At the dinner table he stared glassily at nothing and grated, “Only hit Mars once, but I’ll never forget the kid who called himself a medic. Skipper started coughing, kept it up for three days. Whoopin’ cough, the medic says, not knowin’ the air had chemicals that turned to acid in your lungs. I’d never been to Mars before, but I knew better’n that. Hell, I says, that ain’t whoopin’ cough, that’s lung-rot.”
That was when your father said he wasn’t so hungry after all.
Afterward, you and I walked onto the terrace, into the moonlit night, to watch for crimson-tailed continental rockets that occasionally streaked up from White Sands.
We gazed for a few seconds up into the dark sky, and then you said: “Charlie is funny, isn’t he? He’s nice and I’m glad he’s here, but he’s sort of funny.”
“He’s an old-time spaceman. You didn’t need much education in those days, just a lot of brawn and a quick mind. It took guts to be a spaceman then.”
“But he wasn’t always a spaceman. Didn’t he ever have a family?”

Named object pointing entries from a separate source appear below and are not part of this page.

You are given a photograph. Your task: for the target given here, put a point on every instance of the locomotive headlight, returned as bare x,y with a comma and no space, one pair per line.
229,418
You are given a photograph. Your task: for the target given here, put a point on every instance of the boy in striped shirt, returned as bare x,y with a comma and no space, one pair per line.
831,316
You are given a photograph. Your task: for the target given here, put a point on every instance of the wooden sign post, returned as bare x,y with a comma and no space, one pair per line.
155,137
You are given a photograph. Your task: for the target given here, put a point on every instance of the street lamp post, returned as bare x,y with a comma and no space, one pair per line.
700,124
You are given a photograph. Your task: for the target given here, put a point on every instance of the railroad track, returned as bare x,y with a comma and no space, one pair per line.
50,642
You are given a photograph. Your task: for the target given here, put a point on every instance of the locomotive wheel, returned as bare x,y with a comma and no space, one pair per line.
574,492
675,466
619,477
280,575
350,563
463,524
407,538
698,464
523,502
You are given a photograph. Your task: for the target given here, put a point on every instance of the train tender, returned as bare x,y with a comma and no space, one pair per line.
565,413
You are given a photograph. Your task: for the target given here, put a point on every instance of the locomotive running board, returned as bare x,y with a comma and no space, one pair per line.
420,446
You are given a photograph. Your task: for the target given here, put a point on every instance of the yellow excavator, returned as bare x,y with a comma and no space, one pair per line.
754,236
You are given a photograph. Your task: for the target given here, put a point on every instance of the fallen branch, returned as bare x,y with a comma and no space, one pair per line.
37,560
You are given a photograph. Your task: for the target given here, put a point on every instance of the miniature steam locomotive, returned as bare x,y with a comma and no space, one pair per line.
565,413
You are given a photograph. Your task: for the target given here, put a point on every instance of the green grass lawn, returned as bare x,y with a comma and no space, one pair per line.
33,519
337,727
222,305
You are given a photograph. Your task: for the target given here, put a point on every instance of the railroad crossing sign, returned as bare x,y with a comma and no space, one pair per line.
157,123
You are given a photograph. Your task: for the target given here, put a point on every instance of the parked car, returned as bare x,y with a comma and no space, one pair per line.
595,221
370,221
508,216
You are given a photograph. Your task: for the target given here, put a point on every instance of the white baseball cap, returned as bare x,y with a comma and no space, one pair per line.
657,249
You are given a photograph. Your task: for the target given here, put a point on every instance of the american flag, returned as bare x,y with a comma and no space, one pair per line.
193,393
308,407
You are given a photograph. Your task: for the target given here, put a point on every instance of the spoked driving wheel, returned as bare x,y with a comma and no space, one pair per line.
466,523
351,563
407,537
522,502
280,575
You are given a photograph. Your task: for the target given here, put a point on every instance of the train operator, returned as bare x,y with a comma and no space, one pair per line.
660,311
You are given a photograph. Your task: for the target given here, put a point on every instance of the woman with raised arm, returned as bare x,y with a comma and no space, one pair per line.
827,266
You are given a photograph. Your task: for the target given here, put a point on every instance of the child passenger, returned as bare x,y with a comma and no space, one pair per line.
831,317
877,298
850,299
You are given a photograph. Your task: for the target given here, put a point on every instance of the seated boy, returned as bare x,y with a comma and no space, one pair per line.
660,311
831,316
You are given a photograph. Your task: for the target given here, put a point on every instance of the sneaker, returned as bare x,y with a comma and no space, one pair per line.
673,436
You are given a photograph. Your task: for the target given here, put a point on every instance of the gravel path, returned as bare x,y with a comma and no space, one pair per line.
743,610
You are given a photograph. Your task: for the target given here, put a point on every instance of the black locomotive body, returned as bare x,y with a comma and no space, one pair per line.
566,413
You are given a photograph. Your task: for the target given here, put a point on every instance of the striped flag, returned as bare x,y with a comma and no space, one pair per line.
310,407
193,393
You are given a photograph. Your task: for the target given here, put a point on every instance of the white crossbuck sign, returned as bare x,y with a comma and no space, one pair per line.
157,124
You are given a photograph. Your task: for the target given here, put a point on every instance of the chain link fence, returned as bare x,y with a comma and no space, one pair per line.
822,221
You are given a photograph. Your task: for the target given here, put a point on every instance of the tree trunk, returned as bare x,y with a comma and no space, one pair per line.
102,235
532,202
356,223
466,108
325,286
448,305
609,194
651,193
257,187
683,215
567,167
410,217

I smiled and shook my head. “If he had, he never mentioned it. Charlie doesn’t like to be sentimental, at least not on the outside. As far as I know, his life began when he took off for the Moon with Everson.”
You stared at me strangely, almost in a sacred kind of way. I knew suddenly that you liked me, and my heart began to beat faster.
There was silence.
You were lovely, your soft hair like strands of gold, and there were flecks of silver in your dark eyes. Somehow I was afraid. I had the feeling that I shouldn’t have come here.
You kept looking at me until I had to ask: “What are you thinking, Laura?”
You laughed, but it was a sad, fearful laugh. “No, I shouldn’t be thinking it. You’d hate me if I told you, and I wouldn’t want that.”
“I could never hate you.”
“It--it’s about the stars,” you said very softly. “I understand why you want to go to them. Mickey and I used to dream about them when we were kids. Of course I was a girl, so it was just a game to me. But once I dreamed of going to England. Oh, it was going to be so wonderful. I lived for months, just thinking about it.
“One summer we went. I had fun. I saw the old buildings and castles, and the spaceports and the Channel Tube. But after it was over, I realized England wasn’t so different from America. Places seem exciting before you get to them, and afterward they’re not really.”
I frowned. “And you mean it might be the same with the stars? You think maybe I haven’t grown up yet?”
Anxiety darkened your features. “No, it’d be good to be a spaceman, to see the strange places and make history. But is it worth it? Is it worth the things you’d have to give up?”
I didn’t understand at first, and I wanted to ask, “Give up what?”